Governor: Telescope protests about treatment of Hawaiians

  • In this Monday, July 22, 2019, photo provided by the State of Hawaii, Mauna Kea law enforcement personnel interact with protesters blocking a road to the summit of Mauna Kea, a site considered sacred in Hawaii. Scientists want to build a telescope atop Mauna Kea because it is one of the best sites in the world for viewing the skies. The observatory would join 13 other telescopes already at the summit, though five are due to be decommissioned in a concession to telescope opponents. The Hawaii Supreme Court upheld the permit in 2018. (Dan Dennison/State of Hawaii via AP)
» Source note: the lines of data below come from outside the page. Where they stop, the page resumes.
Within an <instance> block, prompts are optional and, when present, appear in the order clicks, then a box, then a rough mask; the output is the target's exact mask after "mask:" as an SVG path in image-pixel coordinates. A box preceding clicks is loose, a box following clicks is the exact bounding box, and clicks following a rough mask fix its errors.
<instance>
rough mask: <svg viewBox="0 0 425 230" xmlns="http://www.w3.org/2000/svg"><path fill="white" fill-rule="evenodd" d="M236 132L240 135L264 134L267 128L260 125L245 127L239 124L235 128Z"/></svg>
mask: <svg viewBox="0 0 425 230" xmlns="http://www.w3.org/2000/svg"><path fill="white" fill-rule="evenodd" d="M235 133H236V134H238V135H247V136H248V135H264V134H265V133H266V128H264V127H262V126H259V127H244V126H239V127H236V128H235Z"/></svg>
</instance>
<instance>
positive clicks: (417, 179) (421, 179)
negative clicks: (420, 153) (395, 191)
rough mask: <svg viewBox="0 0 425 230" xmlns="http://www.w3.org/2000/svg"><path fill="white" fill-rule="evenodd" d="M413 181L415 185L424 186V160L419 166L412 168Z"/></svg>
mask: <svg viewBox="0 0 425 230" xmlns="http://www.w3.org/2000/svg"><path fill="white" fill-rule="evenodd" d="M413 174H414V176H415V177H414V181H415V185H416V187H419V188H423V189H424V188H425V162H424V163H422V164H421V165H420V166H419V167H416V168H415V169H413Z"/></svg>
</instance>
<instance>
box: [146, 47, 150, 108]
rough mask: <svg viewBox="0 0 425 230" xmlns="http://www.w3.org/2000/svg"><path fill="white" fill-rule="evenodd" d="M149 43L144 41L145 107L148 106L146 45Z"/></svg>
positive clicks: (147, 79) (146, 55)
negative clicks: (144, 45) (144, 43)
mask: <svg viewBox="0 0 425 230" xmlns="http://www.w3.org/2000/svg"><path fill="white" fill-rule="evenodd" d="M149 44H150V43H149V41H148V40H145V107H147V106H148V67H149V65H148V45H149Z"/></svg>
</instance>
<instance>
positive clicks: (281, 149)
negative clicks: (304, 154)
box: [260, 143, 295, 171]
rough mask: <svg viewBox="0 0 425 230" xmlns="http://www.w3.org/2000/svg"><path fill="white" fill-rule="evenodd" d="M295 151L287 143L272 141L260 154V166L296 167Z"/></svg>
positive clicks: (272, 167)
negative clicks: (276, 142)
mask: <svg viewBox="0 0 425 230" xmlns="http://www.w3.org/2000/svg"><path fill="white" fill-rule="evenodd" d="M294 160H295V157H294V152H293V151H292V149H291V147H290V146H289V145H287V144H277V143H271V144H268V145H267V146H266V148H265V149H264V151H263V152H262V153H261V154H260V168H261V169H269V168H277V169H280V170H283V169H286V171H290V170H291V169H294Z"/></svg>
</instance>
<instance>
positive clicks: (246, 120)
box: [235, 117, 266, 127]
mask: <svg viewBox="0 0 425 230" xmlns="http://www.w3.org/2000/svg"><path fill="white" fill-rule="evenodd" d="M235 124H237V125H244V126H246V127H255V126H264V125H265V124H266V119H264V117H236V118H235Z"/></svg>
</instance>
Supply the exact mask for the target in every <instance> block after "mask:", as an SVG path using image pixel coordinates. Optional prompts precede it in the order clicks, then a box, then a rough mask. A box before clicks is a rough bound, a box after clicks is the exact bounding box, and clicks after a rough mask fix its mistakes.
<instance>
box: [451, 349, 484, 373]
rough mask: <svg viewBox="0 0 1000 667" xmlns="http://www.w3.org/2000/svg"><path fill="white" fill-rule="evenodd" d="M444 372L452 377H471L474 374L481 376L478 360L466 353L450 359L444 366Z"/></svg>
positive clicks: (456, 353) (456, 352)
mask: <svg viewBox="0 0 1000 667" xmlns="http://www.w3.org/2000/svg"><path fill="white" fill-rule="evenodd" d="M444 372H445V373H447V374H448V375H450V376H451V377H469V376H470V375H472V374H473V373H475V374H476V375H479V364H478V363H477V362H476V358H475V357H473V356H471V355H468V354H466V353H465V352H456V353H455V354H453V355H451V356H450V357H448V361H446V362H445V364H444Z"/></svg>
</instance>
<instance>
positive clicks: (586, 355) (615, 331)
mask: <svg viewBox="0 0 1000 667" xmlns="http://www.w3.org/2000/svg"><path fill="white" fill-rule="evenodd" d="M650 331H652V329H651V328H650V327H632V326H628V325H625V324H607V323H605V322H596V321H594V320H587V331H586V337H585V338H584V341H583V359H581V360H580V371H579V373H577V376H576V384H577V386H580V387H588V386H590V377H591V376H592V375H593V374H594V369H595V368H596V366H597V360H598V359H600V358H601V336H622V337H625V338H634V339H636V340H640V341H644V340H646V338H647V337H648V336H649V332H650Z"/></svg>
HONOLULU — The governor of Hawaii acknowledged Tuesday that an ongoing protest about a telescope planned atop the state’s highest mountain is also about addressing the treatment of Native Hawaiians going back more than a century.

Gov. David Ige said he would ask Hawaii County’s mayor to lead efforts to find common ground with Native Hawaiian protesters blocking construction of the Thirty Meter Telescope at the summit of Mauna Kea, a site considered sacred by many of the protesters.

The governor said he and Hawaii County Mayor Harry Kim understand that the issues go deeper than the telescope and were about “righting the wrongs done to the Hawaiian people.”

About 1,000 activists gathered Tuesday halfway up Mauna Kea in opposition to the $1.4 billion telescope, marking the ninth day of the protest. Over the weekend, crowds swelled to 2,000 people.

The demonstrators are blocking a road to prevent construction equipment and crews from going to the summit.

Ige indicated last week that he was willing to talk to protesters. But his statement Tuesday is the first public step he’s taken toward that end.

“We will be working together to determine next steps that are in the best interests of all the people of Hawaii,” Ige said.

Protest leader Kealoha Pisciotta said officials must consider not building the telescope on Mauna Kea.

She said she met previously with the mayor and governor without making any progress.

“We’ve done all of that. But it’s window dressing trying to get our buy-in,” Pisciotta said. “We really need people to honestly consider our positions this time.”

Much of the opposition has tapped into deep-seated grievances tied to the U.S.-backed overthrow of the Hawaiian Kingdom in 1893, clashes over water and land rights, and frustrations over tourism and the exploitation of Hawaiian culture.

A consortium of universities and national observatories is pursuing the telescope project, which they hope will allow them to peer back more than 13 billion years to early moments of the universe.

They want to build on Mauna Kea because it has some of the world’s best conditions for viewing the night sky.

There are 13 telescopes already on Mauna Kea’s summit. The protesters say building another would further desecrate the site.

2 Comments
  1. harry oyama July 25, 2019 3:26 am Reply

    Well it all started with the racist greedy white men who overthrew the Hawaiian government and actively engaged in the genocide of the native race through force and religion, that didn’t work so now both the State and Federal thugs continue that ongoing agenda to flush the Hawaiians down the toilet so they can plunder its riches.

    It the State wants to find a resolution, then it show let the Hawaiians determine what to do with its millions of acreas of Crown Lands that was originally set aside for their own benefit. Stop the rip off $1 dollar a year illegal leases and force these two illegal entities to pay market values which should exclusively go directly to Native Hawaiians, not OHA or any State agencies including the corrupt DNLR.


  2. Grax McCoar July 25, 2019 9:55 am Reply

    Can anyone explain how – specifically – the telescopes on Mauna Kea desecrate the mountain? There are other things built on Mauna Kea that have no connection to traditional Hawaiian culture – roads for example. Why isn’t it desecration when native Hawaiians go up in motor vehicles or walk around in shoes manufactured in China or carry cell phones (whether they work up there or not) or wear bifocals/sunglasses? None of that was on Hawaii before “first contact”. Is it that the telescope array on the mountain is more obvious , large! and newsworthy than mundane things like shoes and provides a convenient point of access for other political & social issues that existed before any of the telescopes were there ( or could even have been built)? Is there some sort of arbitrary unmarked boundary on the way up the mountain, above which is sacred space, and below which it is OK to engage in all aspects of introduced ‘Western culture? Where do the activists define that boundary as being? If the entire mauna is sacred, doesn’t everything else that is not traditional Hawaiian need to be removed too? Including everything the US military has laid claim to that is, geologically speaking, on Mauna Kea?